Face à ces multiples pressions, la Commission doit tenir le cap en défendant un nouvel acte législatif ambitieux. Ce texte doit à la fois protéger notre droit au chiffrement, en l’inscrivant explicitement dans les articles concernant la confidentialité des communications mais également faire peser de façon égale les obligations sur toutes les entreprises et ce, tout en limitant les dérogations laissées au États membres. C’est un équilibre subtile qui doit être préservé afin que la directive ePrivacy continue d’agir comme un rempart pour les droits fondamentaux dans l’environnement numérique, dans la lignée de la jurisprudence de la Cour de justice.

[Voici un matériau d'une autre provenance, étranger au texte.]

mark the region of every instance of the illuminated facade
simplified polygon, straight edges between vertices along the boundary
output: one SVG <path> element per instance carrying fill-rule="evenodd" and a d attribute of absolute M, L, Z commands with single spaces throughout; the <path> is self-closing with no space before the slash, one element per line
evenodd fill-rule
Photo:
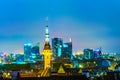
<path fill-rule="evenodd" d="M 94 52 L 93 49 L 84 49 L 84 58 L 85 59 L 93 59 L 94 58 Z"/>
<path fill-rule="evenodd" d="M 43 58 L 44 58 L 44 69 L 50 67 L 51 65 L 51 55 L 52 55 L 52 51 L 51 51 L 51 46 L 49 43 L 49 32 L 48 32 L 48 26 L 46 26 L 46 31 L 45 31 L 45 45 L 44 45 L 44 49 L 43 49 Z"/>
<path fill-rule="evenodd" d="M 32 53 L 32 56 L 31 56 L 31 58 L 33 59 L 33 60 L 40 60 L 41 59 L 41 55 L 40 55 L 40 53 L 39 53 L 39 46 L 38 45 L 35 45 L 35 46 L 33 46 L 32 47 L 32 49 L 31 49 L 31 53 Z"/>
<path fill-rule="evenodd" d="M 101 48 L 94 49 L 94 57 L 95 58 L 101 58 L 102 57 Z"/>
<path fill-rule="evenodd" d="M 24 61 L 29 61 L 31 56 L 31 43 L 24 44 Z"/>
<path fill-rule="evenodd" d="M 72 42 L 63 43 L 62 57 L 64 59 L 72 58 Z"/>
<path fill-rule="evenodd" d="M 63 40 L 61 38 L 52 39 L 52 52 L 56 58 L 60 57 L 62 54 L 62 45 L 63 45 Z"/>

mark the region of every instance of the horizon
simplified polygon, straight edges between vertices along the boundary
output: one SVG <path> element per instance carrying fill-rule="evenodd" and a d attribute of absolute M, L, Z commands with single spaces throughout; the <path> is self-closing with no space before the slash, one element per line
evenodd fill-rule
<path fill-rule="evenodd" d="M 72 38 L 73 52 L 101 47 L 120 53 L 120 1 L 0 1 L 0 52 L 23 52 L 24 43 L 44 46 L 46 16 L 51 38 Z"/>

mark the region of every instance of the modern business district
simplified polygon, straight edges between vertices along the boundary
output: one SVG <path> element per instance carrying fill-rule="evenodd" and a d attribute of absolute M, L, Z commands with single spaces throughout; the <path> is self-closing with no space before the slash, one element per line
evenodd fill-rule
<path fill-rule="evenodd" d="M 49 42 L 45 26 L 45 42 L 35 46 L 24 44 L 24 54 L 0 53 L 0 78 L 13 80 L 120 80 L 120 54 L 103 53 L 102 47 L 73 53 L 72 40 L 62 38 Z M 57 78 L 59 77 L 59 79 Z M 33 79 L 32 79 L 33 78 Z M 51 79 L 52 78 L 52 79 Z"/>

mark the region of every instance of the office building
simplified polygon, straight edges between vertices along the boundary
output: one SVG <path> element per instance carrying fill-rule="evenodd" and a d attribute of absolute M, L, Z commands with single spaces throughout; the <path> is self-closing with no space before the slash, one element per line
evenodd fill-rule
<path fill-rule="evenodd" d="M 24 61 L 29 61 L 31 56 L 31 43 L 24 44 Z"/>
<path fill-rule="evenodd" d="M 84 49 L 83 53 L 85 59 L 94 59 L 93 49 Z"/>
<path fill-rule="evenodd" d="M 61 56 L 62 45 L 63 45 L 63 40 L 61 38 L 52 39 L 52 52 L 53 52 L 54 58 Z"/>
<path fill-rule="evenodd" d="M 72 42 L 63 43 L 62 58 L 64 59 L 72 58 Z"/>

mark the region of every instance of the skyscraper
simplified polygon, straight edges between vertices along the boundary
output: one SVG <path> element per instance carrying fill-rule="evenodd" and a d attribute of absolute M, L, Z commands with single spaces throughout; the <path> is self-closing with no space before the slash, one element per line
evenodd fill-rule
<path fill-rule="evenodd" d="M 44 55 L 44 70 L 46 70 L 51 65 L 51 46 L 49 43 L 49 31 L 48 26 L 45 27 L 45 45 L 42 54 Z"/>
<path fill-rule="evenodd" d="M 62 54 L 63 40 L 61 38 L 52 39 L 52 52 L 54 58 L 60 57 Z"/>
<path fill-rule="evenodd" d="M 63 43 L 62 57 L 64 59 L 72 58 L 72 42 L 71 41 L 68 43 Z"/>
<path fill-rule="evenodd" d="M 101 58 L 102 56 L 101 47 L 94 49 L 94 56 L 95 58 Z"/>
<path fill-rule="evenodd" d="M 29 61 L 31 56 L 31 43 L 24 44 L 24 61 Z"/>
<path fill-rule="evenodd" d="M 93 59 L 94 58 L 93 49 L 84 49 L 83 52 L 84 52 L 85 59 Z"/>
<path fill-rule="evenodd" d="M 35 61 L 37 61 L 37 60 L 40 60 L 41 59 L 41 55 L 40 55 L 40 50 L 39 50 L 39 48 L 40 48 L 40 46 L 39 46 L 40 44 L 39 43 L 37 43 L 35 46 L 33 46 L 32 47 L 32 49 L 31 49 L 31 58 L 33 59 L 33 60 L 35 60 Z"/>

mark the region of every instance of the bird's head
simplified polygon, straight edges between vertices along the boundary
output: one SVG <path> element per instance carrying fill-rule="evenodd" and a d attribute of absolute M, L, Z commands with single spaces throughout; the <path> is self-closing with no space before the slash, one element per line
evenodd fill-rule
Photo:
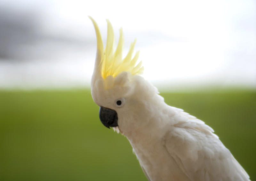
<path fill-rule="evenodd" d="M 91 17 L 97 39 L 97 51 L 91 82 L 91 93 L 100 106 L 100 118 L 106 127 L 122 132 L 147 124 L 142 112 L 150 111 L 148 102 L 157 95 L 157 89 L 141 76 L 142 62 L 137 64 L 139 52 L 132 54 L 135 41 L 123 58 L 124 37 L 122 28 L 117 46 L 114 49 L 114 33 L 107 20 L 108 36 L 103 48 L 98 25 Z M 145 112 L 144 113 L 145 113 Z"/>

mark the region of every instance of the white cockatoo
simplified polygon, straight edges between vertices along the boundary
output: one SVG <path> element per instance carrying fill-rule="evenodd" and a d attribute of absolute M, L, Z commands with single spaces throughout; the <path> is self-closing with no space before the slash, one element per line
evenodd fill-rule
<path fill-rule="evenodd" d="M 92 21 L 97 51 L 92 78 L 92 95 L 99 106 L 100 118 L 131 143 L 146 177 L 150 181 L 250 180 L 246 172 L 212 128 L 181 109 L 170 106 L 157 90 L 138 74 L 135 43 L 123 59 L 122 29 L 115 48 L 108 20 L 105 49 L 100 32 Z"/>

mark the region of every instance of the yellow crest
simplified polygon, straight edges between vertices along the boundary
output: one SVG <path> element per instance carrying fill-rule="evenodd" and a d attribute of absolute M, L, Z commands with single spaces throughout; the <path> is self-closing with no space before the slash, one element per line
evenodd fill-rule
<path fill-rule="evenodd" d="M 136 40 L 131 45 L 130 49 L 126 56 L 122 58 L 122 52 L 124 45 L 124 35 L 122 28 L 119 30 L 120 36 L 118 43 L 116 49 L 114 42 L 114 35 L 113 28 L 108 20 L 107 20 L 108 23 L 108 36 L 105 49 L 103 50 L 100 33 L 99 28 L 94 20 L 89 16 L 92 21 L 94 25 L 97 38 L 98 58 L 100 58 L 98 62 L 100 66 L 101 75 L 102 78 L 105 79 L 109 75 L 115 77 L 119 73 L 124 71 L 128 72 L 132 75 L 143 72 L 144 67 L 142 66 L 142 62 L 140 61 L 137 64 L 136 63 L 139 58 L 139 51 L 137 52 L 134 57 L 132 57 Z M 97 61 L 96 64 L 97 64 Z"/>

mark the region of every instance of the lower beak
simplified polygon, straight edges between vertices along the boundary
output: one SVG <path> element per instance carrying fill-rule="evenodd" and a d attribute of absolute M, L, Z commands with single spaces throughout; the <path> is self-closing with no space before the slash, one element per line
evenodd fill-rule
<path fill-rule="evenodd" d="M 108 128 L 116 127 L 117 124 L 117 113 L 115 110 L 102 106 L 100 107 L 100 119 L 103 125 Z"/>

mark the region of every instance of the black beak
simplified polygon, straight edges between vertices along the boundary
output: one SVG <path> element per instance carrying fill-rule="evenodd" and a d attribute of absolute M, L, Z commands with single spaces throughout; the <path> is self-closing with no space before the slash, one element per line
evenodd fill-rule
<path fill-rule="evenodd" d="M 107 128 L 118 126 L 117 113 L 115 110 L 100 106 L 99 114 L 100 121 Z"/>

- La Quadrature du Net apelle donc la Commission à :
- rester impartiale dans l’élaboration de sa proposition en diversifiant ses sources d’expertise;
- défendre le droit des Européens à la confidentialité des communications à travers la reconnaissance du droit au chiffrement de bout en bout, en inscrivant dans la directive l’obligation pour les États membres de protéger ce droit et la distribution des outils qui le permettent;
- rendre les dispositions sur les cookies cohérentes avec le Règlement général en affirmant l’impossibilié d’obliger un utilisateur à « payer » avec ses données personnelles pour accéder à un service;
- ne pas oublier que plus de 90% des individus, des associations citoyennes et des autorités de protection des données personnelles ayant répondu à la consultation sont en faveur d’un régime basé sur le consentement préalable pour les appels à des fins de prospection directe. Ces réponses reflètent, chez les utilisateurs, une tendance générale à la réappropriation de leurs données personnelles. L’intérêt général est l’unique direction à prendre pour la Commission.
La Quadrature du Net
- 1. Les OTT (over-the-top content) sont des fournisseurs de services audio, vidéo, de messagerie qui, à la différence des opérateurs télécoms, n’ont pas la maîtrise des réseaux auquels sont connectés leurs utilisateurs, comme par exemple Whatsapp, Skype ou Viber.
À propos de La Quadrature du Net
La Quadrature du Net est une organisation de défense des droits et libertés des citoyens sur Internet. Elle promeut une adaptation de la législation française et européenne qui soit fidèle aux valeurs qui ont présidé au développement d’Internet, notamment la libre circulation de la connaissance.
À ce titre, La Quadrature du Net intervient notamment dans les débats concernant la liberté d’expression, le droit d’auteur, la régulation du secteur des télécommunications ou encore le respect de la vie privée.
Elle fournit aux citoyens intéressés des outils leur permettant de mieux comprendre les processus législatifs afin d’intervenir efficacement dans le débat public.